Actuel intendant du Deutsche Staatsoper (Berlin), Peter Mussbach est assez inégal dans ses réalisations scénographiques. Psychiatre, neurologue et sociologue de formation, l'homme se plaît à éclairer sous un jour nouveau les œuvres qu'il aborde. Dans ce Wozzeck, il prend le parti pris d'une stylisation minimale. Auteur également des décors, il les limite au minimum : ainsi l'antre du docteur est un parallélépipède blanc, et la seconde scène de l'Acte II, en ville, se borne à un clocher d'église oblique. Les costumes de Benedikt Ramm renforcent l'impression d'oppression de la pièce : le tambour major semble sorti d'un spectacle de marionnettes et le docteur est plus proche du vampire que du médecin. Le plus impressionnant reste l'enfant masqué de Wozzeck et de Marie, figure inquiétante, sans visage, sans âme. Les conditions de la réalisation de ce film d'opéra sont assez uniques, puisqu'il s'agit d'une représentation donnée uniquement pour les besoins de la caméra, conduite par Mussbach lui-même. Il va sans dire que le résultat est impressionnant et sans commune mesure avec ce que l'on voit actuellement sur ce support.
La réalisation musicale est vertigineuse. Grand connaisseur de l'œuvre qu'il dirige depuis ses années passées à La Monnaie de Bruxelles (dans la légendaire production de Hans Neugebauer, l'un des très rares spectacles d'opéra dont des photos sont reproduites dans les manuels scolaires), Sylvain Cambreling réussit la quadrature du cercle. Il allie la force dramatique, la conduite narrative, tout en mettant en avant la modernité de l'écriture orchestrale. Assez souvent peu inspiré, le Frankfurter Museumorchester est galvanisé par son ancien directeur musical.

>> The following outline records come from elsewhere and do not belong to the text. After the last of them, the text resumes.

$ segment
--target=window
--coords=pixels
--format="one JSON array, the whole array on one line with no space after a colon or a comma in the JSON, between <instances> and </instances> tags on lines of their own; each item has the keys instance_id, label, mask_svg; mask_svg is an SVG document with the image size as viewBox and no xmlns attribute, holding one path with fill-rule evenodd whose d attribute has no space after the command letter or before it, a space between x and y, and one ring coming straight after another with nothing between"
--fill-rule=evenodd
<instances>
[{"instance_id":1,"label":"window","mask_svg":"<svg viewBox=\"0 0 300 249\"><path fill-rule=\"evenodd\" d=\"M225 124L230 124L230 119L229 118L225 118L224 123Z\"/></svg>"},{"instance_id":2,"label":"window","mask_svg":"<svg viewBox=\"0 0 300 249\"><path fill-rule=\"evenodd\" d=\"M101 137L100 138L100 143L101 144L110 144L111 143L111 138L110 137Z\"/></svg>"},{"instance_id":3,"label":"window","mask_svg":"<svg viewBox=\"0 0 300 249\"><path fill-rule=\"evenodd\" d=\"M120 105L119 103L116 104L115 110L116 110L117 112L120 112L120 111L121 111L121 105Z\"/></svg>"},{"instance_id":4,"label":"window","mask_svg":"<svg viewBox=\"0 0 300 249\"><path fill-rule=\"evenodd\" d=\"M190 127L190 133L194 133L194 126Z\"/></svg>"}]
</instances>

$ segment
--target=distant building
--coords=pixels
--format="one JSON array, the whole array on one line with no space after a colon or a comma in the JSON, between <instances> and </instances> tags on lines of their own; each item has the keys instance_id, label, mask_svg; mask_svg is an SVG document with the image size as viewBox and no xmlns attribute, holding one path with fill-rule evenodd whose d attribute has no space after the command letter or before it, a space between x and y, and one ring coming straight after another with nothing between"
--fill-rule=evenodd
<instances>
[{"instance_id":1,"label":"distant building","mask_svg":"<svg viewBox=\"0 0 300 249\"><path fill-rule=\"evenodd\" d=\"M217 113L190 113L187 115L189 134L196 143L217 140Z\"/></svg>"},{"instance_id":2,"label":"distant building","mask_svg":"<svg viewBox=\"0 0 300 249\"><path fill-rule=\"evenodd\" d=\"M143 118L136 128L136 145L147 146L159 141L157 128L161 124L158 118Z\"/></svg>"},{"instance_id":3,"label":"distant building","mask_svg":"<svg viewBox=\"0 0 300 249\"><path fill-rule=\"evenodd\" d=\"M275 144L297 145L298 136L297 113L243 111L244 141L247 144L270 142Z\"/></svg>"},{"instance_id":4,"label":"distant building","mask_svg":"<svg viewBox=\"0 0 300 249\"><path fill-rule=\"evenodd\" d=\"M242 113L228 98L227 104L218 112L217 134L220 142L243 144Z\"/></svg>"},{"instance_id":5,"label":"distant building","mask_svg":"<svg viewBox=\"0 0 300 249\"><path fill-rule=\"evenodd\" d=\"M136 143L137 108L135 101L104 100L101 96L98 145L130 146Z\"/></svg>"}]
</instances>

Quant aux chanteurs, ils sont viscéralement possédés par leurs personnages. Personnalité charismatique, le baryton Dale Duesing fait une bouchée de la tessiture du rôle dont il rend toutes les facettes, même s'il semble parfois trop humain face au drame qui l'accable. Le soprano américain Kristine Ciesinski est une Marie au timbre idéal. Le reste du casting n'appelle que des éloges, particulièrement le capitaine machiavélique de Dieter Bundschuh et le docteur sadique du grand Frode Olsen. En conclusion, ce DVD unique, servi par une équipe d'artistes hors pair, se doit d'être un pilier de toute vidéothèque qui se respecte.